У нас во дворе МАД[118] — ни былинки, ни крапивы. Здесь — деревья в цвету, сочный газон, пышные розы и пионы. Зачарованный глаз «мысью»[119] перескакивает с ветки на ветку. Но немцы мигом пресекают наши попытки сорвать хоть один листочек.
— Лё-о-ос, сакраменто нох эмоль! Ауф! Феста![120]
Возвращаясь обратно, тайком собирали цветы и травы. Конечно, не из любви к чистому искусству, а… на потребу чреву. Вечером из собранных листиков и цветиков варили баланду. Многие страдали животами.
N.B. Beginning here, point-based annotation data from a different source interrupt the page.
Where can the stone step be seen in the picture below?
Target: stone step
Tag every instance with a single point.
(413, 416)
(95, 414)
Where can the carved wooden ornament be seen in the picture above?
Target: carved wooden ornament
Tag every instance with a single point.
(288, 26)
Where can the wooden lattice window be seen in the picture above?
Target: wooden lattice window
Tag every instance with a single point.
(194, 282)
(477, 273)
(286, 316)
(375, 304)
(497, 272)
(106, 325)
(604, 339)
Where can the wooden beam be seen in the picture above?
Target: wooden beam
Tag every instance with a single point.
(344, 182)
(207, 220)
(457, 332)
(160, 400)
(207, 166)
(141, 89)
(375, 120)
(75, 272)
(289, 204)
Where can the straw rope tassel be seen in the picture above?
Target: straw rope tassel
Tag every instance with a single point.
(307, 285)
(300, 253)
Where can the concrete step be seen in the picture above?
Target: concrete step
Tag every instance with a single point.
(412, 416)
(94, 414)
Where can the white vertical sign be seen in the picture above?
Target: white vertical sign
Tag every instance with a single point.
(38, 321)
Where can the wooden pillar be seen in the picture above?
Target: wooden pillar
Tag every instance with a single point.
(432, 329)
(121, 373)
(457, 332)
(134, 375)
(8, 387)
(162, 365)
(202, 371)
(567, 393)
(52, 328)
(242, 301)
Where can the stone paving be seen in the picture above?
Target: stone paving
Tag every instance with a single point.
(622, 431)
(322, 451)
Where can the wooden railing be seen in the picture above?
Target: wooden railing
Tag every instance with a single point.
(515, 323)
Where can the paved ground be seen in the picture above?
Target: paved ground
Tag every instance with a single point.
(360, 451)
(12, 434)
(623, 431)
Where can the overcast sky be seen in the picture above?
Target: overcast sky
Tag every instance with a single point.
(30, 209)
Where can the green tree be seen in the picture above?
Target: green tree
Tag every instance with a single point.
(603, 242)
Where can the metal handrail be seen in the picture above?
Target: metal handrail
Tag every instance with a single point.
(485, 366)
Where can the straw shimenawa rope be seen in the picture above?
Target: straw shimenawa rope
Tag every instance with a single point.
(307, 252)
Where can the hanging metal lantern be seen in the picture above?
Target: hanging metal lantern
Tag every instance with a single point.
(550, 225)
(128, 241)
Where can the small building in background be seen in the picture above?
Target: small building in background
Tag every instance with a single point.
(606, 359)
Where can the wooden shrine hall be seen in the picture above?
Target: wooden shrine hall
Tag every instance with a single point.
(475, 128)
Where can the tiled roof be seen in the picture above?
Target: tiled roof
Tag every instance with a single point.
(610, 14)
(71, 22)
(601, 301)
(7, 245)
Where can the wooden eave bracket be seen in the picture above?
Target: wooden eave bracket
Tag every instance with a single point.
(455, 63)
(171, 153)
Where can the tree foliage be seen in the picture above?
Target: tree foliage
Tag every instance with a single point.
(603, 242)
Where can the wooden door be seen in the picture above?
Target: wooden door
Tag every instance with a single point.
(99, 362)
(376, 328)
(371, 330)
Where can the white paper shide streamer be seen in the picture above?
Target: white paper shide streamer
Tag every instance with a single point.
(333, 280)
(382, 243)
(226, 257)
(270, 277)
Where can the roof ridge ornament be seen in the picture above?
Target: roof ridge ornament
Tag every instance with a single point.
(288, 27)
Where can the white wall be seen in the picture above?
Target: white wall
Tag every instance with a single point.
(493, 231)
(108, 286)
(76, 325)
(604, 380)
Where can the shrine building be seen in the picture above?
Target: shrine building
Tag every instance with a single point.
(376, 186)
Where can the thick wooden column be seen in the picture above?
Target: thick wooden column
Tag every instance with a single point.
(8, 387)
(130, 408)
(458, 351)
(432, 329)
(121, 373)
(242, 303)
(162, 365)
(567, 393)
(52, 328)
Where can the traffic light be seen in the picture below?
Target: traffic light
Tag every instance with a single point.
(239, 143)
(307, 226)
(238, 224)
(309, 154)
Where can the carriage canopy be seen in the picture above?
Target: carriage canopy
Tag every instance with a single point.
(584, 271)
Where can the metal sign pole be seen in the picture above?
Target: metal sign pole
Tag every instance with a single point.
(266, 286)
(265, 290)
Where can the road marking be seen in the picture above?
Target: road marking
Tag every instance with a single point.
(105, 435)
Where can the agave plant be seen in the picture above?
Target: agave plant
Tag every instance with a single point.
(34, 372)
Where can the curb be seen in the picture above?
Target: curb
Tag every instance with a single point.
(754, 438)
Одному Варенику всё нипочем. Он ест да похваливает:
— Добрая баланда!
Вечером к бараку подошел бетрибсобманн[121][122] Монн.
— Ну ви, камараден?[123]
— Никс гут[124].
— Варум денн?[125]
— Никс эссен, иммер клёпфен[126].
— Я, я. Гляубишь. Аба канн никс махен. Кришь ист никс гут. Нет вар, камераден… Аба варум кришь, варум кришь? Руссише арбайта унд дойче арбайта — вир мюссен зо. Гельт[127].
Правой рукой он сжимает левую — символ дружбы и единства.
— Ну ви, Дармштадт гефельт инен?[128]
— Никс гут, — наш вечный рефрен.
— О-o, зи хабен кайн решт! Фрюер вар шёне штадт[129].
— Шен-шен, гут-гут! Лопоче, як той попка. Мини нема чого исты, а вин каже шен. Тоды шен, коды вин капут!
Тихий звездный вечер. Откуда-то издалека долетают до меня мягкие, робкие звуки. Прислушиваюсь… Ах, да это ветер доносит шепот напаши Рейна, дыхание спящей Лорелеи[130].
И вспомнился другой вечер. Здесь же, в этих местах. Вот так же сияли звезды, когда певец великой женственности бродил на берегах Рейна. Он тоже был скован, но скован лишь чувствами. Здесь он встретил чудесную русскую девушку, но не узнал в ней свою единственную любовь. Она ушла навсегда, а он, стеная и грустя, бросал в ночь тревожные призывы:
— Ася! Ася!
Никто не отозвался[131].
И мне в порыве чувств хочется крикнуть:
— Ася! Ася!
Но вместо отзыва:
— Аб! Лёс! Алле райн ине бараке. Шнелль, ду дрекише сау![132]
Во время миттага в дверях эссраума[133] появились две молоденькие немки.